My current media list reveals that at my core lives one proud card carrying N*E*R*D. Check it:

• Currently Reading: The Brief Wondrous Life of Oscar Wao
I’m dead in the middle of a novel that uses all the sci-fi, ghetto, Nueva Yo and literary vernacular I rep day-to-day. This book’s language is so me that even co-workers have commented to me, “Every time I read the diction in this book, I keep hearing your voice.” You best believe I got some thoughts to share when I finish this bad boy.

• Just Viewed: Battlestar Galactica: Season 4.0
We don’t have any network TV in the Loft and rely on the DVDs to catch up on what’s happening with the Cylons and Colonials. The end of Season 3.0 was a bit of a disappointment that had me fearing that the writers had run out of material and were just making it up as they go along (see X-Files post season 5). Even though it took a few episodes, Season 4.0 paid off like a Blackbird in Deep Space Recon and has me anxiously waiting for the next group of DVDs to drop so I can find out what will happen to our favorite rag-tag fugitive fleet. And since I didn’t drop any spoilers, please don’t leave any here.

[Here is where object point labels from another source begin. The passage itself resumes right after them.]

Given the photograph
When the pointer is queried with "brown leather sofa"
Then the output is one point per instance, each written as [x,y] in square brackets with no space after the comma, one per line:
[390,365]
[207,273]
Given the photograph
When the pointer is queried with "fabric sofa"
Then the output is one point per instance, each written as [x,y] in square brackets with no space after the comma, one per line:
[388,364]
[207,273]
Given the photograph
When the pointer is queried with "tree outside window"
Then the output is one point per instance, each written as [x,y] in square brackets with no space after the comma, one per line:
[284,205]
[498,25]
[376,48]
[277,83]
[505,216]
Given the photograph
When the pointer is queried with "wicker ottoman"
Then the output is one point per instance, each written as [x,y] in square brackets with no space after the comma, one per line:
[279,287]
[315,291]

• Just Read and Reviewed: DC: The New Frontier, Vol. 2
A great two part story that I would recommend to any casual fan of the DC Pantheon.

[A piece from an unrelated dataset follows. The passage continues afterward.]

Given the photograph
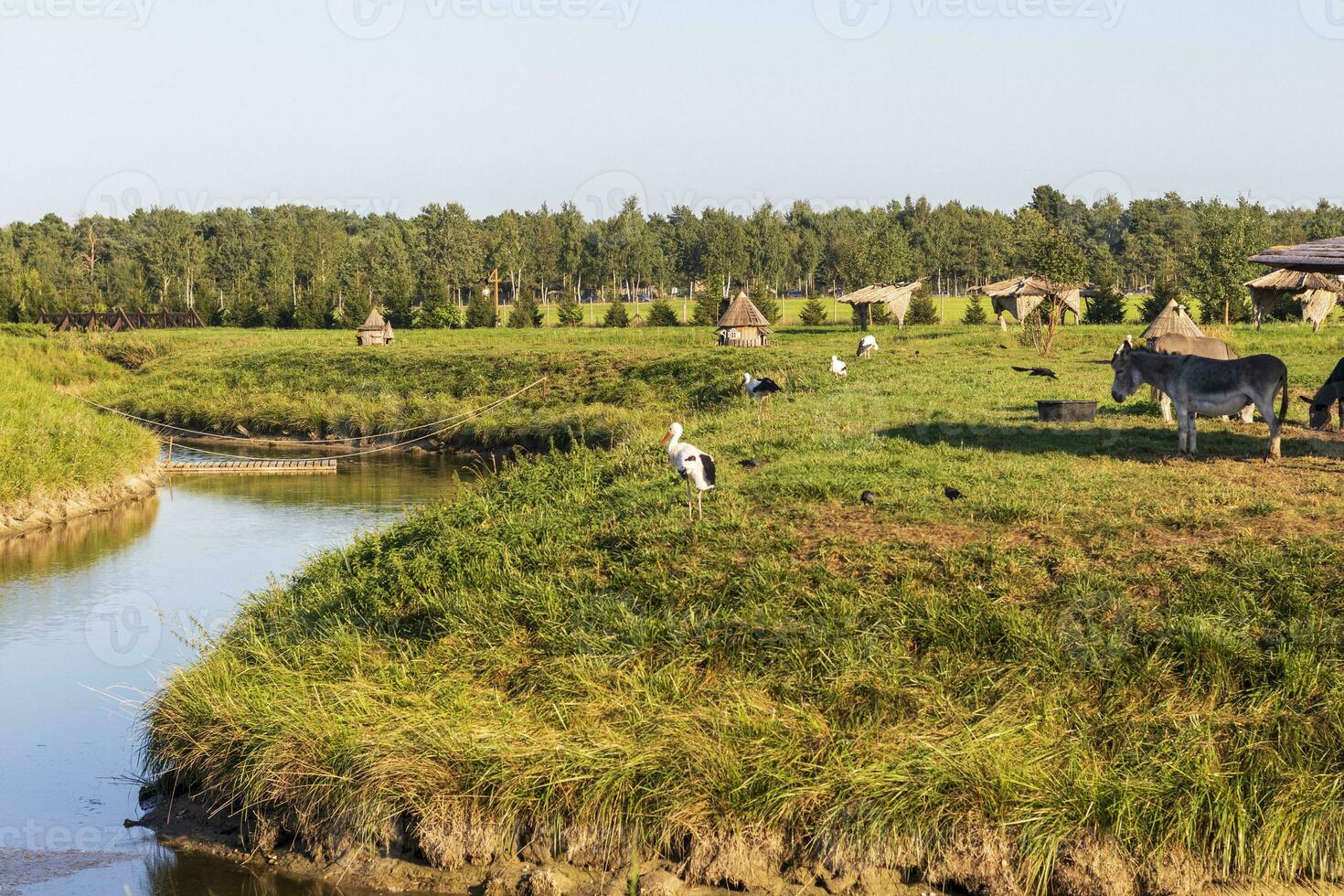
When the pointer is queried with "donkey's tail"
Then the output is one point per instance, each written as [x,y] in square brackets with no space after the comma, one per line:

• About Time: Saga of the Swamp Thing
Just found out that my local library (and every good nerd has a library card) has quite the graphic novel section with some real gems including most of Alan Moore’s run on Swamp Thing.

Excelsior!

Goodreads Review: DC: The New Frontier, Vol. 2

DC: The New Frontier, Vol. 2

DC: The New Frontier, Vol. 2 by Darwyn Cooke
Rating: 4 of 5 stars

A great conclusion to Cooke’s “New Frontier” storyline. Cooke’s plot bounces between 50s nostalgia, 60s activism and the dawning of DC’s Silver Age to present a storyline that plays off all we knew and wish we knew about Cold War US Politics and harbors us into the new age of American Politics. Cooke effectively balances a large number of DC staple characters by focusing on the non-superpowered and the human alter-egoes of his characters to create a narrative that doesn’t default to the Big 3 (Superman, The Batman and Wonder Woman) whenever he needs a deus ex machina.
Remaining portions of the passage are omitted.